Par M. Jean-Marie BOCKEL et Mme Christine PRUNAUD,

Sénateurs

(1) Cette commission est composée de : M. Christian Cambon, président ; MM. Pascal Allizard, Bernard Cazeau, Mme Hélène Conway-Mouret, MM. Robert del Picchia, Thierry Foucaud, Mme Sylvie Goy-Chavent, MM. Jean-Noël Guérini, Joël Guerriau, Cédric Perrin, Gilbert Roger, vice-présidents ; M. Olivier Cigolotti, Mme Joëlle Garriaud-Maylam, MM. Philippe Paul, Rachid Temal, secrétaires ; MM. Jean-Marie Bockel, Gilbert Bouchet, Michel Boutant, Olivier Cadic, Alain Cazabonne, Pierre Charon, Édouard Courtial, René Danesi, Gilbert-Luc Devinaz, Jean-Paul Émorine, Bernard Fournier, Jean-Pierre Grand, Claude Haut, Mme Gisèle Jourda, MM. Jean-Louis Lagourgue, Robert Laufoaulu, Ronan Le Gleut, Jacques Le Nay, Rachel Mazuir, François Patriat, Mme Marie-Françoise Perol-Dumont, MM. Gérard Poadja, Ladislas Poniatowski, Mmes Christine Prunaud, Isabelle Raimond-Pavero, MM. Stéphane Ravier, Hugues Saury, Bruno Sido, Jean-Marc Todeschini, Raymond Vall, André Vallini, Yannick Vaugrenard, Jean-Pierre Vial, Richard Yung.

Voir les numéros :

Assemblée nationale (15ème législ.) : 235, 264 rect., 266 rect., 273 à 278, 345 et T.A. 33

Sénat : 107 à 109 et 111 à 114 (2017-2018)

LES PRINCIPALES OBSERVATIONS DE VOS RAPPORTEURS POUR AVIS

1.- Le programme 178, qui constitue le coeur de la mission « Défense », voit ses autorisations d'engagement progresser de 5,3 %, atteignant 8,8 milliards d'euros.

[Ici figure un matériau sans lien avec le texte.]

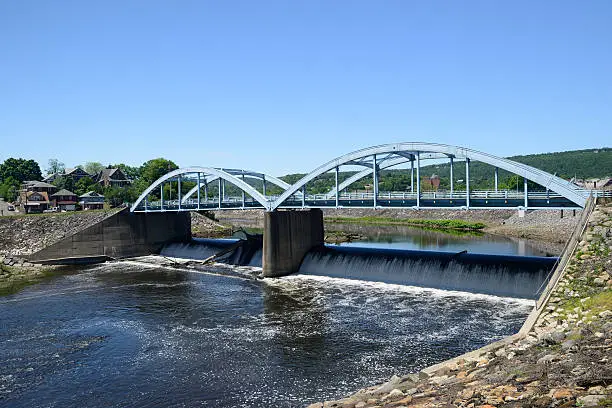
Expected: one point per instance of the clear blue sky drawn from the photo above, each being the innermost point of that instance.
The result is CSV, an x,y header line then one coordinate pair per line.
x,y
283,86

Les crédits de paiement augmentent de 10,6 % par rapport à 2017 pour s'établir à 8,4 milliards d'euros. En valeur, l'augmentation de crédits de paiement et de 769,86 millions d'euros. Deux postes en bénéficient pour l'essentiel : les OPEX pour 125 millions d'euros et l'entretien programmé du matériel (EPM) pour 450 millions d'euros.

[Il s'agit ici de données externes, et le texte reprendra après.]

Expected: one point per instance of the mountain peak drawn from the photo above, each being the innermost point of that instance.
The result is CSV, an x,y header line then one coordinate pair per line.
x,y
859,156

L'année 2018 marquera donc le début du resoclage budgétaire annoncé des surcoûts des OPEX pour 125 millions d'euros, sur les 200 millions d'euros supplémentaires consacrés aux OPEX en 2018. Ceci participe à la neutralisation de la hausse annoncée du budget de la Défense de 1,8 milliard d'euros pour 2018 et de la hausse de 10 % des CP du programme 178. En 2020, 1,1 milliard d'euros devrait être inscrit au titre des OPEX sur l'ensemble de la mission « Défense ». De fait, le financement des OPEX va basculer de l'interministériel vers les armées seules, contrairement à ce qui était prévu pour cette période de programmation, grâce aux dispositions introduites dans la LPM à l'initiative de la CAED du Sénat en 2013. Une telle évolution, si elle améliore la lisibilité du programme 178, ne peut se faire à enveloppe budgétaire constante.

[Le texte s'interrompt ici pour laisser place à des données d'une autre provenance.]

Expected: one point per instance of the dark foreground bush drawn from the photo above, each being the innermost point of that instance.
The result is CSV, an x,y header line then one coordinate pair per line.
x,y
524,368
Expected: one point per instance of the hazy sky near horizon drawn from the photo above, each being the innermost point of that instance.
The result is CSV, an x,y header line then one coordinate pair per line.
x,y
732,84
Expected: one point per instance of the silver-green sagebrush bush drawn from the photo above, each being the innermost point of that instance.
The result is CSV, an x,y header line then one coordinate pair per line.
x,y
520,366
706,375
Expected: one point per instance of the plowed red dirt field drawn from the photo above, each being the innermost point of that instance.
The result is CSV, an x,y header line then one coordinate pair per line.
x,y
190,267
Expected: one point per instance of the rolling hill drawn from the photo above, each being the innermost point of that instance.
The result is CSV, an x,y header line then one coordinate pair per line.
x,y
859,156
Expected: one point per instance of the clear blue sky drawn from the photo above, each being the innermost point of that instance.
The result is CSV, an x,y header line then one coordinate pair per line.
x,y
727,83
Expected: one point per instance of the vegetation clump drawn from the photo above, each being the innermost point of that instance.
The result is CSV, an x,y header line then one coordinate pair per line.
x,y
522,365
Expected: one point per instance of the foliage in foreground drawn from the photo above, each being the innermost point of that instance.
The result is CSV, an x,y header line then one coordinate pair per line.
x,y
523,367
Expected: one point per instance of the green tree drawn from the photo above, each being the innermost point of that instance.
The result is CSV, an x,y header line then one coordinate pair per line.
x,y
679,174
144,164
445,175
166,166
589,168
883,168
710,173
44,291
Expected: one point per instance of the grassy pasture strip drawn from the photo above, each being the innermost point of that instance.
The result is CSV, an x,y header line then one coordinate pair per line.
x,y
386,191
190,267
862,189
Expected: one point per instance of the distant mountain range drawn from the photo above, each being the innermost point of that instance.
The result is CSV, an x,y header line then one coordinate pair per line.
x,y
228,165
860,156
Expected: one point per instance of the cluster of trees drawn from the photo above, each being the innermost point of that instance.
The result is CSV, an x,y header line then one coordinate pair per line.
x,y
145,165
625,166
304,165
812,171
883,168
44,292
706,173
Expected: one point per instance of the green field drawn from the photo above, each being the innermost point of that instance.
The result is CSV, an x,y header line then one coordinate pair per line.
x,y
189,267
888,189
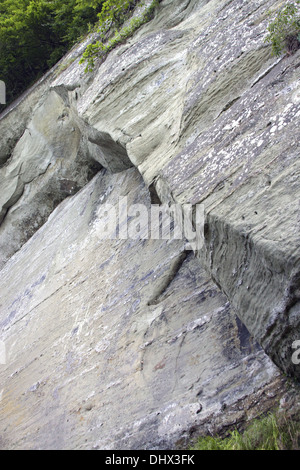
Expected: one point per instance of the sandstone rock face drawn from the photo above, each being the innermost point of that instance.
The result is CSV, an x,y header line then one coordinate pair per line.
x,y
138,343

L'autre évolution expliquant l'accroissement des moyens du programme 178 est l'allocation de 450 millions d'euros supplémentaires en faveur de l'EPM, grâce à laquelle les crédits dédiés à l'EPM atteignent 3,78 milliards d'euros en 2018.

2.- Vos rapporteurs pour avis estiment que le capital opérationnel de nos armées, tant matériels qu'humains, est en jeu dans le cadre de l'année 2018, mais aussi de la prochaine LPM :

- ils notent que la préparation opérationnelle des armées reste inférieure aux objectifs fixés, de près de 10 %, avec une possible détérioration en 2018 de la préparation opérationnelle de l'armée de terre,

- ils remarquent que la disponibilité technique opérationnelle (DTO) des matériels ne remonte que lentement pour les équipements aéronautiques autres que ceux utilisés en OPEX. Le taux de satisfaction du contrat opérationnel des hélicoptères est, selon la flotte concernée, compris entre 56 % et 66 % seulement du contrat opérationnel. De même, la DTO des équipements de l'armée de terre est à la peine ;

- la LPM en cours a sans doute sous-estimé le total des besoins de maintien en condition opérationnelle. La surutilisation, sur des théâtres très exigeants, des équipements en OPEX accroît encore les besoins. Enfin, l'entretien de matériels vieillissants, mais aussi celui de matériels neufs, plus modernes, revient de plus en plus cher. Les besoins de crédits de MCO augmentent de façon exponentielle.

C'est un lourd tribut qui pèse sur la prochaine LPM et doit amener à examiner finement les possibilités d'accélérer les livraisons de matériels neufs.

3.- Les services de soutien doivent être placés au coeur de la prochaine LPM. Ils ont très largement contribué à la déflation des effectifs du ministère, tout en supportant un contrat opérationnel bien plus élevé que les hypothèses de construction de la LPM, et une population militaire de nouveau en augmentation avec la remontée de la force opérationnelle terrestre (FOT), notamment.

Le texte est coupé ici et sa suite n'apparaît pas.